Die Leute schickten mir Karten und Briefe damals. Manche mit Kinderzeichnungen dabei. Wünschten mir Glück. Eine bessere Zukunft. Manche wollten mich sogar in meinem neuen Zuhause besuchen. Offenbar waren sie mit der Vorstellung nach Milford, Michigan, gefahren, sie könnten einfach jemanden auf der Straße anhalten und nach mir fragen. Aber warum eigentlich? Sie dachten wohl, ich müsse über irgendwelche besonderen Kräfte verfügen, um diesen Tag im Juni überlebt zu haben. Was das für Kräfte sein sollten oder was diese Menschen sich von mir erhofften, ist mir völlig schleierhaft.
Was ist in den Jahren seitdem passiert? Ich bin herangewachsen. Ich glaube nun an Liebe auf den ersten Blick. Ich habe dies und das ausprobiert, und wenn ich irgendwo etwas taugte, dann war es entweder etwas vollkommen Nutzloses oder etwas total Ungesetzliches. Das sagt schon mal einiges darüber, weshalb ich diesen schicken orangenen Overall trage und ihn während der vergangenen neun Jahre tagein, tagaus getragen habe.
Ich denke nicht, dass es mich besser macht, hier drin zu sein.
Oder überhaupt jemanden. Es ist allerdings schon irgendwie ironisch, dass das Schlimmste, was ich je getan habe, zumindest auf dem Papier, das Einzige ist, was ich nicht bereue. Kein bisschen.

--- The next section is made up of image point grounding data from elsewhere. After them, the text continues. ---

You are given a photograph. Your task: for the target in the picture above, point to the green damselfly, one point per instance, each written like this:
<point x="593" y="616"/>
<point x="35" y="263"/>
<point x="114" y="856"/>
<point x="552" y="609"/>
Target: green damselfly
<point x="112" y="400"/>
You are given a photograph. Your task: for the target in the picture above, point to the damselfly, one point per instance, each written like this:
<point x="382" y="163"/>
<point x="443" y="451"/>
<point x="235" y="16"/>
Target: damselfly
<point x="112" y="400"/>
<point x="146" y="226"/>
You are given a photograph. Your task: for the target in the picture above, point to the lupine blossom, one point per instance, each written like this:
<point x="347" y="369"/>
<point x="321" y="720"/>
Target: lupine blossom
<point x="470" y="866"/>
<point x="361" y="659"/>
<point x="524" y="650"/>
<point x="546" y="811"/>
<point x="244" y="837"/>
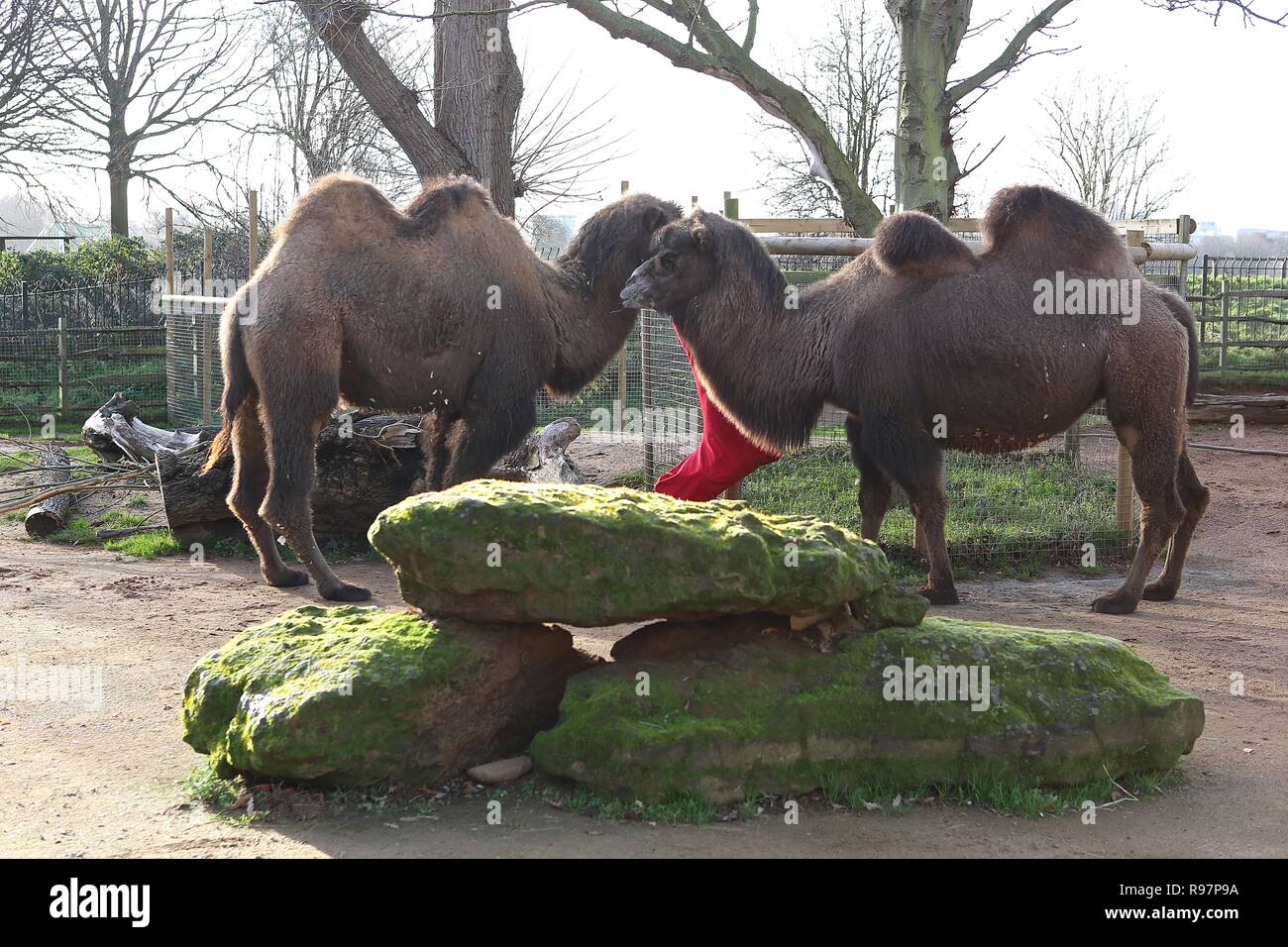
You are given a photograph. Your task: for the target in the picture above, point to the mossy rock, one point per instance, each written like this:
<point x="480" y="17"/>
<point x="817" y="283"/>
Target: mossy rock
<point x="494" y="551"/>
<point x="750" y="709"/>
<point x="357" y="694"/>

Inzwischen habe ich mir gedacht, was soll's, da ich nun mal hier sitze, nutze ich die Zeit und blicke auf alles zurück. Ich schreibe es auf. Was im Übrigen, falls ich es wirklich tue, für mich die einzige Möglichkeit ist, die Geschichte zu erzählen. Ich habe keine andere Wahl, denn wie Sie vielleicht wissen, habe ich bei alle dem, was ich in den vergangenen Jahren so gemacht habe, eines nicht gemacht. Ich habe kein einziges Wort gesprochen. Das ist natürlich eine Geschichte für sich. Diese Sache, die mich zum Verstummen gebracht hat, so viele Jahre lang. Eingeschlossen in mich selbst, seit jenem Tag. Ich kann sie nicht loslassen. Deshalb kann ich nicht sprechen. Ich bringe keinen Ton hervor.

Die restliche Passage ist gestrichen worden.